September 03, 2009

“Mohabbat ka naam aaj bhi mohabbat hai bete!”


For almost fourteen years now, Maratha Mandir, the single-screen theatre near Mumbai Central station begins its day with a show of this great saga of love. Every single day in all these years the imposing personality of ‘Bauji’ feeds the pigeons at Trafalgar Square with his famous and familiar chant of “Aao”. And almost involuntarily receives his wife’s call on reaching his shop. Chhutki is still ‘Chhutki’, and Simran’s world of dreams still raises curtains, every single day, over the face of arguably the best romantic hero in Hindi film history. A film that is, in every sense, Indian, and a great example of what Hindi cinema stands for, DDLJ has always been an important movie. But you have not seen it until you do it at Maratha Mandir.


We were waiting for a special day. And this 30th of August, being my brother’s birthday, was chosen for this special show. For those who think (even I did till that day) that this continuous run at the theatre is a fluke, it is even more important to go and take a first-hand experience. There were not less than 600 of us in the theatre for that show, the balcony being houseful. Would you believe that we actually got the balcony seats for black- ‘bees ka tees’. It only added value to our trip to, what my brother called, this museum, without adding any trouble to our pockets. Getting a black ticket for Rs 30! And then the ambience, all decorated with mirrors and glasses of all colours, we actually felt transported to the 90s, when the standards of Hindi films had reached a shameful low and when this Aditya Chopra love story had kick-started a new movement altogether. Carrying on with the Rajshri formula of wholesome family entertainment, DDLJ opened the floodgates of the huge NRI market. Setting of a Hindi film in a foreign land, with an essentially desi heart, as an important story tool became a trend of the decade, something that in the days to come would turn into a cliché, along with a mom-friend for the girl and a cool Pops for the boy, and the climactic ‘Ja beti’ or something like that.

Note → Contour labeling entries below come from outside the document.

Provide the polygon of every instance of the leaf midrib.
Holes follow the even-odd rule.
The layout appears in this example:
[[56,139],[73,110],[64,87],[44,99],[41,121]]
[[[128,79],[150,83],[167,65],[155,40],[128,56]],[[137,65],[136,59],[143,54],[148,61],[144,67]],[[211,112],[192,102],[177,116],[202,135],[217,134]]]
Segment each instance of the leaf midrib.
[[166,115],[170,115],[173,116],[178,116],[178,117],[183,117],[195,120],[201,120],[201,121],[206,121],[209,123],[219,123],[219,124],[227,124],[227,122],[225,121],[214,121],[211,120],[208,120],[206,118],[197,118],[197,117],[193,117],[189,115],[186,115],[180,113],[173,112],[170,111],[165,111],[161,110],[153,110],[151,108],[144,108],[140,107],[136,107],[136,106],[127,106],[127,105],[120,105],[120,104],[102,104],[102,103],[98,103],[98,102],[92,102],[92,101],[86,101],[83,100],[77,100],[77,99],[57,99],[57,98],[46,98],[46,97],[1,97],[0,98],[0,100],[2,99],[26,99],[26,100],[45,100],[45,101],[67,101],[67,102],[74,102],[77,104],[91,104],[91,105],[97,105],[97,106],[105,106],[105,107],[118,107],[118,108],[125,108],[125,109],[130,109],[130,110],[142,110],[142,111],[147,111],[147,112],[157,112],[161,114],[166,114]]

But the impact that these now regular stuff have during the three-hour run of this beautiful, heart-warming, musical romantic-comedy-of-sorts is unparalleled. As the film began with the tunes of ‘Ghar aa ja pardesi’, I could feel goose bumps all over me, a strange thrill, close to a shiver and eyes blurred with a tear-film of unbelievable joy. It was not the emotion of the story that touched me; it was the pure magic of cinema, testimony to which is this unique theatre, where every morning that sound of Raj’s mandolin triggers a reaction among the crowd that is hardly there in the films released these Fridays. As Simran sits sulkily in her Punjab home, having accepted her fate, the tune haunts her incessantly, only to finally get real into the celebrated return of the prince for the rescue of the princess, marked by a London bell on an Indian cow. One of the most loved romantic songs of all time follows and the audience roars in approval. “Ise kehte hain reaction”, my brother added. And it was the only film where we didn’t feel irritated at people mouthing lines along with their acquaintances on screen, (not really) predicting the resounding slap Raj is about to receive and adding that touch of “To kya hua agar….”. We didn’t mind all this, because all of us in there were celebrating cinema and this magical film which, like all great love stories, seems to live forever. As ‘Pops’ corrects Raj (when he says ‘Wo zamana aur tha Pops’) – “Mohabbat ka naam aaj bhi mohabbat hai bete! Ye na kabhi badli hai, aur na kabhi badlegi.”